PS de Sócrates igual ao PS de Costa?

Questionado sobre quais eram as diferenças entre o PS de 2015 e o PS de 2011, Costa escolheu as obras públicas – as “obras faraónicas” de Sócrates, do TGV ao aeroporto -, mas apontou a culpa à Europa. “Em 2011, a estratégia definida pela UE perante a crise de 2008 foi reforçar o investimento público, e isso viu-se nas obras públicas. Hoje não é isso que temos no nosso programa, pelo contrário”, disse, lembrando a promessa de aliar as obras futuras ao próximo ciclo de programação dos fundos comunitários e de submeter as propostas à aprovação na AR por maioria de dois terços, ou seja, com amplo consenso.

As principais diferenças, no entanto, são em relação ao programa da coligação e não ao anterior programa do PS, disse. Devolver os rendimentos às famílias “criando condições para investir”, apostar no conhecimento, cultura, formação e inovação para aumentar a competitividade, foram alguns dos pontos que sublinhou. Para além do Estado social – com o reforço do SNS, da escola pública e da segurança social – ou da Europa.

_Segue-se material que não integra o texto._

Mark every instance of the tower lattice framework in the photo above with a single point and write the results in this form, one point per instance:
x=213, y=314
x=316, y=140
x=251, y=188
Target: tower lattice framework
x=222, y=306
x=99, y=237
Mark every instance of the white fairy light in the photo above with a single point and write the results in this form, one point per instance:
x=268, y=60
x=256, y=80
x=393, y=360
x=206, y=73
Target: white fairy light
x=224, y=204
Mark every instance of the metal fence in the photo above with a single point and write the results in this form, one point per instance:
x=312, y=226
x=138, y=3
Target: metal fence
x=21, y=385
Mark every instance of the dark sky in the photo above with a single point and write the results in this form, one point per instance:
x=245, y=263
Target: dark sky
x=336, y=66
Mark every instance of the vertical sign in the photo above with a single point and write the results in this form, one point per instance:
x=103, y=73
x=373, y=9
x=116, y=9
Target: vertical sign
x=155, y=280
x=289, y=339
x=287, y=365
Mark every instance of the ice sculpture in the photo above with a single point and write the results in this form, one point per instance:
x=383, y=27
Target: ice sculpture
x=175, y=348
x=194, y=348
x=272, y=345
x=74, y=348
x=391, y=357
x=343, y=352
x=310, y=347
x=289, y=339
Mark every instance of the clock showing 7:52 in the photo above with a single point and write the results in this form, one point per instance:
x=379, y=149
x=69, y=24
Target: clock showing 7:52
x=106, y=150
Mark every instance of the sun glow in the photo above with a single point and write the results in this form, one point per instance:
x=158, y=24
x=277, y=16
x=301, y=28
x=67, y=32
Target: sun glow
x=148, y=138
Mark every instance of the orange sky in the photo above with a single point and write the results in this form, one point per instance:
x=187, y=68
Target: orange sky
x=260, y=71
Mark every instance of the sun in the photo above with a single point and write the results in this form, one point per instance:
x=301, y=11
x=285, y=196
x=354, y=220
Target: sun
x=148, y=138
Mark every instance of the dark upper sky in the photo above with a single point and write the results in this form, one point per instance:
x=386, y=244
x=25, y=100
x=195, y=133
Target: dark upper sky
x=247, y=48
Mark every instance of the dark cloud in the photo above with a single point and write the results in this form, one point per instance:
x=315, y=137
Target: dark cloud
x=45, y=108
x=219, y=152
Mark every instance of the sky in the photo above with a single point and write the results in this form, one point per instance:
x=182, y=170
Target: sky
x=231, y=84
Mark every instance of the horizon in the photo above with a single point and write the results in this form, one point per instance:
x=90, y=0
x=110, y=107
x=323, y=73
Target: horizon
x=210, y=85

Afirmando que o atual primeiro-ministro está “prisioneiro do passado” por não ter um programa sem a troika, Costa recusou a ideia de que faz parte do “lote das pessoas que acha que estar na oposição é dizer mal de tudo”, e lembrou mesmo que até ficou célebre pelo seu discurso aos chineses.  A questão, diz, é que os números (do desemprego, do défice, da dívida) têm de ser interpretados. “Não posso é deixar-me iludir pelos números”, disse.

“Estamos melhor que há um ano? Sim, estamos. Mas estamos melhor que há quatro? Não. Vamos ficar com um PIB, no final do ano, que será idêntico ao de 2001/2002. Andámos 13 anos para trás”, disse.

Sublinhando várias vezes que o PS “foi o único partido que fez contas” e que Costa “não chegou à política ontem”, o líder socialista garantiu que não está na corrida eleitoral disponível para “perder a credibilidade” que tem vindo a acumular ao longo da sua vida política, nem para ganhar “mais meia dúzia de votos” a todo o custo. Por isso, disse, o programa do PS tem contas feitas e é pensado com base num quadro “prudente” e “conservador”. E também por isso Costa garante que não irá prometer nada que não possa vir a cumprir – como acusa Passos Coelho de ter feito em 2011.

O secretário-geral socialista falou ainda sobre o estado da justiça, o problema da corrupção – “uma chaga” para o país -, e sobre a crise dos refugiados que assola a Europa. Classificando o comportamento da Europa como “inaceitável”, Costa defendeu que o “essencial” é concentrar o trabalho na origem, isto é, nos países em guerra como a Síria, o Líbano e o Afeganistão. Apesar de admitir ser um “pacifista”, não recusou a hipótese de uma intervenção militar, como França e o Reino Unido já defenderam.

“Não tenho a ilusão de que por vezes a intervenção militar tenha de ser necessária para proteger e garantir os direitos e liberdades dos cidadãos”, disse.